Fig. 32.4 Delineation of area for injections of botulinum toxin A for axillary hyperhidrosis (starch–iodine technique). Blue-black areas represent foci of sweating. In the case of onabotulinumtoxin A, a total of 50–100 U is injected, utilizing 10–15 injection sites. Courtesy, Alastair Carruthers, MD, and Jean Carruthers, MD.

Bromhidrosis (Foul-Smelling Sweat)

• Eccrine variant associated with degradation of sweat by resident microflora; most commonly involves the feet.

• Apocrine variant associated with degradation of odiferous substances (e.g. triglycerides) by skin flora.

• The smell can be rancid (Corynebacterium) or sweaty (Micrococcus).

• Rarely, it is a sign of an inherited metabolic disorder.

Chromhidrosis

• Colored sweat can be intrinsic and due to the lipofuscin content of apocrine sweat (yellow, green, black) or extrinsic and due to staining of sweat by clothing or chromogenic bacteria (e.g. Corynebacterium) or fungi.

Sweat Retention Disorders

Miliaria

• Excessive sweating leads to maceration and blockage of eccrine ducts; can be exacerbated by occlusion, e.g. clothing, athletic equipment, prolonged bed rest.
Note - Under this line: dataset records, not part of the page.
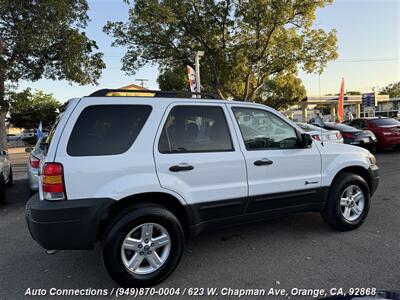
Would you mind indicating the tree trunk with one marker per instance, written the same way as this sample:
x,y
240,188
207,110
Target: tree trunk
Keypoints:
x,y
3,110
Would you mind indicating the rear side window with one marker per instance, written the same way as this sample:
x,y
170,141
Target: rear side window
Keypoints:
x,y
195,129
107,129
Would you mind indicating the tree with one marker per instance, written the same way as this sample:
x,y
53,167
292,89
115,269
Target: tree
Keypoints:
x,y
393,90
174,79
44,38
28,109
246,43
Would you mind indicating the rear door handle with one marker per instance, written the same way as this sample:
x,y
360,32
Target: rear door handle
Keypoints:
x,y
263,162
181,167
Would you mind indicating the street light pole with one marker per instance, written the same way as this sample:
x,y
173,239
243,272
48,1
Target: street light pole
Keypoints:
x,y
197,70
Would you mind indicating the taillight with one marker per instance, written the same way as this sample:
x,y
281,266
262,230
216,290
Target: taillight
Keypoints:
x,y
316,137
348,135
387,132
34,161
53,181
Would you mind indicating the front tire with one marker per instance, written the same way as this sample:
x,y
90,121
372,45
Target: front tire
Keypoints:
x,y
348,202
142,246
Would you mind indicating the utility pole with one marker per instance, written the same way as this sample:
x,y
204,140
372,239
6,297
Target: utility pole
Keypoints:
x,y
142,81
199,54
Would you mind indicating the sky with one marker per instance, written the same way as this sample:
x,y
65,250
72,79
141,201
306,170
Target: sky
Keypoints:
x,y
368,33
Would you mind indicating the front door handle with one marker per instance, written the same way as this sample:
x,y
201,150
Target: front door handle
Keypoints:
x,y
263,162
181,167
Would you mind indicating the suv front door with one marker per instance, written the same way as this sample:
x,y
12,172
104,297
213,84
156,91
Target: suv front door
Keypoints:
x,y
197,157
280,172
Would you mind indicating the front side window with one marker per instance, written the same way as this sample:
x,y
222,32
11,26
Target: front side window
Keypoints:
x,y
107,129
262,130
195,129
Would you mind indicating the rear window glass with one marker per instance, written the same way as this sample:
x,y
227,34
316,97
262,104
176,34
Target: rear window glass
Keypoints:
x,y
385,122
107,129
191,129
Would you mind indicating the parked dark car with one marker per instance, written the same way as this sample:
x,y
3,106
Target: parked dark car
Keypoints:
x,y
353,136
386,130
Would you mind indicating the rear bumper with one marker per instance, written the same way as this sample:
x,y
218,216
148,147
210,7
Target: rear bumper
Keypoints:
x,y
70,224
374,174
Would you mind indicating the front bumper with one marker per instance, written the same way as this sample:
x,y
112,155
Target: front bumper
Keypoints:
x,y
374,174
69,224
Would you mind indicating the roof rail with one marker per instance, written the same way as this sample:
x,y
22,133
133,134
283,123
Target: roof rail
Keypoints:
x,y
161,94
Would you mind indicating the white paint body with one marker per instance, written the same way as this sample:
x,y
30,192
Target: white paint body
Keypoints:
x,y
216,175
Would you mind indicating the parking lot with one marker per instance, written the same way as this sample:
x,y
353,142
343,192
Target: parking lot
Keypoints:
x,y
296,251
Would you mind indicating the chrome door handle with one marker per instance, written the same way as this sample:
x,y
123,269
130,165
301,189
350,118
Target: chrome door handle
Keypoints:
x,y
181,167
263,162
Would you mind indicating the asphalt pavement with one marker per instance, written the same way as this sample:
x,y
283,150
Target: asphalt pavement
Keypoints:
x,y
297,251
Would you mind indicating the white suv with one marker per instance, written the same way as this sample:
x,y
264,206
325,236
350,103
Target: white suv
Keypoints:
x,y
141,173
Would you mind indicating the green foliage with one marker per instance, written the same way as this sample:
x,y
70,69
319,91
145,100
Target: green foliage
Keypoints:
x,y
43,38
174,79
246,43
393,90
27,109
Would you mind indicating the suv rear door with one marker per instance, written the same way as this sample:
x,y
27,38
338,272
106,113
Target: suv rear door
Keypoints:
x,y
280,173
197,155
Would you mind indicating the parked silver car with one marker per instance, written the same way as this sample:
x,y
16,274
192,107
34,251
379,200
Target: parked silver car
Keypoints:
x,y
36,153
6,175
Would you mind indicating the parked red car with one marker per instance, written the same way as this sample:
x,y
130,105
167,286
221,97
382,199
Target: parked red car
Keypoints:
x,y
387,130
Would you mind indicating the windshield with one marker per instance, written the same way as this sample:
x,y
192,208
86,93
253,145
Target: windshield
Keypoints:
x,y
340,127
385,122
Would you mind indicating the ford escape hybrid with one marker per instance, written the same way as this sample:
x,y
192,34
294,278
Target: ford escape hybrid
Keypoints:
x,y
138,174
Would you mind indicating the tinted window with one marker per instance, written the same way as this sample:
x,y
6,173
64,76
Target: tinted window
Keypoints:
x,y
195,129
385,122
263,130
106,129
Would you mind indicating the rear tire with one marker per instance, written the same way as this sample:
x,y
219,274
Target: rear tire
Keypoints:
x,y
348,202
10,178
132,228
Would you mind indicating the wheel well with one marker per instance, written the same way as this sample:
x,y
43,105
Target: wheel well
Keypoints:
x,y
359,171
167,201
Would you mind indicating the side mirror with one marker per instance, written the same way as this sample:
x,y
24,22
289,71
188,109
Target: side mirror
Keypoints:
x,y
306,140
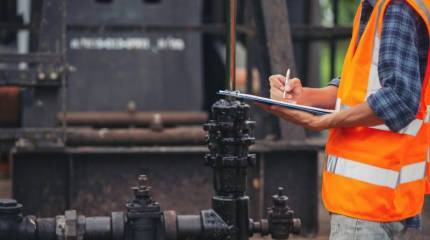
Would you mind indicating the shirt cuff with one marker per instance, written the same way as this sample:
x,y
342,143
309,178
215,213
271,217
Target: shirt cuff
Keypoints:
x,y
389,107
335,82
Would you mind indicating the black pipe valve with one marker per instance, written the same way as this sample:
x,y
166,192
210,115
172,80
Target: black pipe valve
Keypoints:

• Classically divided into three major types: (1) crystallina – tiny, superficial, short-lived, clear vesicles (Fig. 32.5A; see Fig. 28.3); (2) rubra (prickly heat) – pruritic erythematous papulovesicles and occasionally pustules that favor the upper trunk (Fig. 32.5B); and (3) profunda – white papules due to excessive sweating in a hot climate (rare); these three forms reflect ductal occlusion within the stratum corneum, mid-epidermis, and dermal–epidermal junction, respectively.